Carbon nanotubes remain attached to materials for years while titanium dioxide and nanozinc are rapidly washed out of cosmetics and accumulate in the ground. Researchers from the National Research Programme "Opportunities and Risks of Nanomaterials" (NRP 64) have developed a new model to track the flow of the most important nanomaterials in the environment.
How many man-made nanoparticles make their way into the air, earth or water? In order to assess these amounts, a group of researchers led by Bernd Nowack from Empa in St. Gallen has developed a computer model as part of the National Research Programme "Opportunities and Risks of Nanomaterials" (NRP 64).(*) “Our estimates offer the best available data at present about the environmental accumulation of nanosilver, nanozinc, nano-tinanium dioxide and carbon nanotubes”, says Nowack.

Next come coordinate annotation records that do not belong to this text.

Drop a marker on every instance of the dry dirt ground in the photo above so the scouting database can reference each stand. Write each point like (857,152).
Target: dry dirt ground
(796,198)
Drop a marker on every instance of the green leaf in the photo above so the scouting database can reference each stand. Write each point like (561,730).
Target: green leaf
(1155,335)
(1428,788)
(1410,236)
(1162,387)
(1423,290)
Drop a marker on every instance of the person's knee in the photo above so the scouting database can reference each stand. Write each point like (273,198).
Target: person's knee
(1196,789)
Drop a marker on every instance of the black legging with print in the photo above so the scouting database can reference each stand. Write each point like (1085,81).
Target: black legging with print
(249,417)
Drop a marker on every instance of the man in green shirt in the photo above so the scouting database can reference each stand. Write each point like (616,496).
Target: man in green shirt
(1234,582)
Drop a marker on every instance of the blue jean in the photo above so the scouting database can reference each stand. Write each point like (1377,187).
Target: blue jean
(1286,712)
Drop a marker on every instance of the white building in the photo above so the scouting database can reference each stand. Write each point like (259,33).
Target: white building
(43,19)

Cosmetics and tennis racquets
In contrast to the static calculations hitherto in use, their new, dynamic model does not just take into account the significant growth in the production and use of nanomaterials, but also makes provision for the fact that different nanomaterials are used in different applications. For example, nanozinc and nano-titanium dioxide are found primarily in cosmetics.
Roughly half of these nanoparticles find their way into our waste water within the space of a year, and from there they enter into sewage sludge. Carbon nanotubes, however, are integrated into composite materials and are bound in products such as which are immobilized and are thus found for example in tennis racquets and bicycle frames. It can take over ten years before they are released, when these products end up in waste incineration or are recycled.
39,000 metric tons of nanoparticles
The researchers involved in this study come from Empa, ETH and the University of Zurich. They use an estimated annual production of nano-titanium dioxide across Europe of 39,000 metric tons – considerably more than the total for all other nanomaterials. Their model calculates how much of this enters the atmosphere, surface waters, sediments and the earth, and accumulates there.
In the EU, the use of sewage sludge as fertiliser (a practice forbidden in Switzerland) means that nano-titanium dioxide today reaches an average concentration of 61 micrograms per kilo in the affected ground.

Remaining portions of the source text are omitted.